= Bernd Sponheuer =

German musicologist

Bernd Sponheuer (born 6 February 1948) is a German musicologist.

== Career ==
Born in Herford, Sponheuer studied musicology from 1969 to 1976, from 1970 as a scholarship holder of the Studienstiftung des deutschen Volkes, (among others with Anna Amalie Abert, Kurt Gudewill and Walter Salmen), German Studies and philosophy at the Christian-Albrechts-Universität zu Kiel. In 1973 he completed his studies of German language and literature with the Magister Artium (subject: "Pragmatic and rhetorical elements in the language of city advertising"). In 1976 he received his doctorate in musicology under Kurt Gudewill with a study on the history of the genre and aesthetics of the symphony. In 1978 he published his dissertation under the title "Logik des Zerfall. Investigations on the Final Problem in the Symphonies of Gustav Mahler".
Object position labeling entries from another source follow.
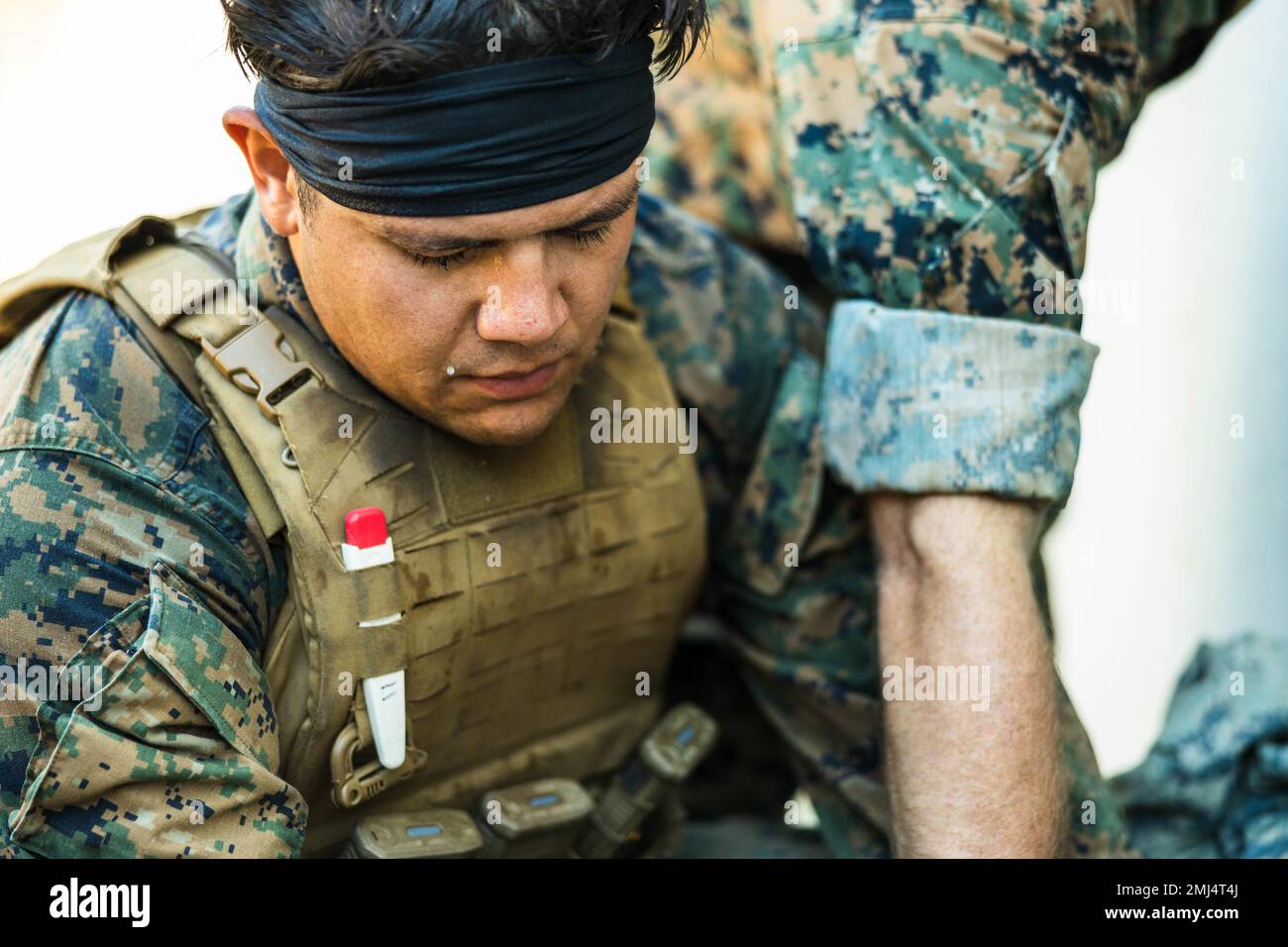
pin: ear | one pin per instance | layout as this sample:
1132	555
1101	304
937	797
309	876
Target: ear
271	172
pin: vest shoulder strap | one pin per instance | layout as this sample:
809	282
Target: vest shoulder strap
161	278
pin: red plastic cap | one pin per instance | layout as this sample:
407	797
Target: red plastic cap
366	527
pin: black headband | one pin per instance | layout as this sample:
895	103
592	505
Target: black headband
471	142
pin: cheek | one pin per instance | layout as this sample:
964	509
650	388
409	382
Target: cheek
381	316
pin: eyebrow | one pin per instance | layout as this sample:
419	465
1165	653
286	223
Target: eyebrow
421	244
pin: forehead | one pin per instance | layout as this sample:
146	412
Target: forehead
610	197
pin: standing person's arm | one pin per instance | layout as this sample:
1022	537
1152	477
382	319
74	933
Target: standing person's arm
977	776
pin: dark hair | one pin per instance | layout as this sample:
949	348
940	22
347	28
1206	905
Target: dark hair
353	44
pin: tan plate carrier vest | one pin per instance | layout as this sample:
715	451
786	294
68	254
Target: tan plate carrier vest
514	671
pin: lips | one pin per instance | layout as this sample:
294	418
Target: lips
515	384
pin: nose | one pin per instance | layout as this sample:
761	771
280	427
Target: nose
522	303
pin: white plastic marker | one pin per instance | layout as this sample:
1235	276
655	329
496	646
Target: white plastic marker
368	543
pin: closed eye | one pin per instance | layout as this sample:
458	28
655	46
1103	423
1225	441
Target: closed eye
590	237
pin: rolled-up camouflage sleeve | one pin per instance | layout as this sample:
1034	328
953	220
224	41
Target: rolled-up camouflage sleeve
941	158
793	570
136	594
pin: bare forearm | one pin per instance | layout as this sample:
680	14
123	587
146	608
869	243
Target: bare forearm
974	771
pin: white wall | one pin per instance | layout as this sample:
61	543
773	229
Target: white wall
1175	531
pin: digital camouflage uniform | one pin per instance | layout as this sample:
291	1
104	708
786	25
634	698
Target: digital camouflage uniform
915	165
108	475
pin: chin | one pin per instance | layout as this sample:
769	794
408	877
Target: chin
503	425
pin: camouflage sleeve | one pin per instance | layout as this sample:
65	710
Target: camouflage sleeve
941	158
136	719
793	570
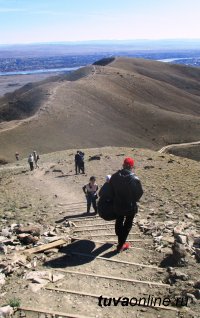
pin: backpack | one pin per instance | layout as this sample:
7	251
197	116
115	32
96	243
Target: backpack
127	192
105	205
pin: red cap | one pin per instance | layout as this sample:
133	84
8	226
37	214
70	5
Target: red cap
129	162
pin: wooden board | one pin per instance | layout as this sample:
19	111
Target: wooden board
131	280
97	296
116	260
44	247
53	313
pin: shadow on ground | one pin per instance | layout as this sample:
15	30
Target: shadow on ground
70	258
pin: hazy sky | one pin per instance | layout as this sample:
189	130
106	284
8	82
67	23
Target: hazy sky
23	21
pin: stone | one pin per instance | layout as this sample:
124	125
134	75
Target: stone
192	299
181	238
179	251
34	230
197	285
189	216
2	279
96	157
6	311
51	251
181	276
27	238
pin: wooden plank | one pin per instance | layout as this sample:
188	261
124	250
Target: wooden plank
79	218
110	242
116	260
93	225
130	280
108	234
69	291
53	313
45	247
101	229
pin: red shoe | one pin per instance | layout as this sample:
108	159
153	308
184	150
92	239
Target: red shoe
124	247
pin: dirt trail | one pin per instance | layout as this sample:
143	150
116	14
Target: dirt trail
89	262
166	148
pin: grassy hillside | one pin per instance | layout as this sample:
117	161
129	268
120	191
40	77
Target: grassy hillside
129	102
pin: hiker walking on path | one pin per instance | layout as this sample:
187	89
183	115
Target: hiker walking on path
127	190
79	162
105	187
17	156
90	191
36	158
82	163
30	161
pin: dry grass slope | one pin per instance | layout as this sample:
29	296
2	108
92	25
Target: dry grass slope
129	102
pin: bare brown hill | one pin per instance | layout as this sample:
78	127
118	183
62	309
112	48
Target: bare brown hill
129	102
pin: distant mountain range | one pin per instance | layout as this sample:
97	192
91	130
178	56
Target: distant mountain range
129	102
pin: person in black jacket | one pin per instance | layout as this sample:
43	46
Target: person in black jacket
79	162
127	190
105	187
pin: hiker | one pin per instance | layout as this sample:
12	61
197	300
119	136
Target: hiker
17	156
105	187
90	191
30	161
36	158
127	190
82	163
79	162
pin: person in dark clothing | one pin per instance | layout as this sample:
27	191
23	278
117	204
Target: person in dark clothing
17	156
104	191
127	190
30	161
90	191
77	162
82	163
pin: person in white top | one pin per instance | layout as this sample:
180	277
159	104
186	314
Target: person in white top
30	161
90	191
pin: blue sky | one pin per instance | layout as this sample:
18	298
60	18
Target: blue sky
27	21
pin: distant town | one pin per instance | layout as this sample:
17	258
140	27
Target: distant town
16	60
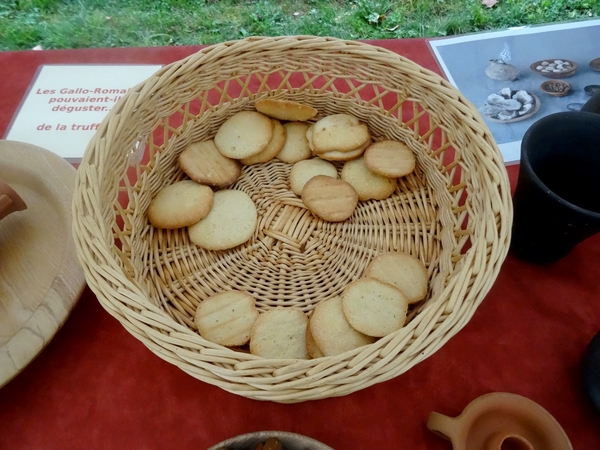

In 1984 he received his habilitation in musicology with a thesis on Musik als Kunst und Nicht-Kunst. Untersuchungen zur ästhetischen Dichotomie von 'hoher' and 'niederer' Musik im musikästhetischen Denken zwischen Kant und Hanslick“. From 1985 to 1987 he was visiting scholar at the Berlin University of the Arts. Afterwards Sponheur was a research assistant at the Musicological Institute of the University of Kiel. In 1990 he was appointed to the chair of musicology at the Folkwang University of the Arts in Essen. In the same year he became professor for historical musicology at the University of Kiel. His main areas of research are general music history of the 17th to 20th centuries, aesthetics of music and music during the National Socialist era.

From 1994 to 1997 he was editor of the journal Die Musikforschung and from 1996 to 1998 vice dean of the faculty of philosophy.

== Writings ==
- Logik des Zerfalls : Unters. zum Finalproblem in d. Symphonien Gustav Mahlers.
- Robert Schumann und die grosse Form : Referate des Bonner Symposions 2006.
- ZeitGenossen : 17 Lebensbilder von Kommunist/inn/en.
- Popmusik und Kunstreligion : theoretische Überlegungen.
- Vom Gehirn, vom Hut und von der Garderobe : Hanns Eislers musikalische "Spässe".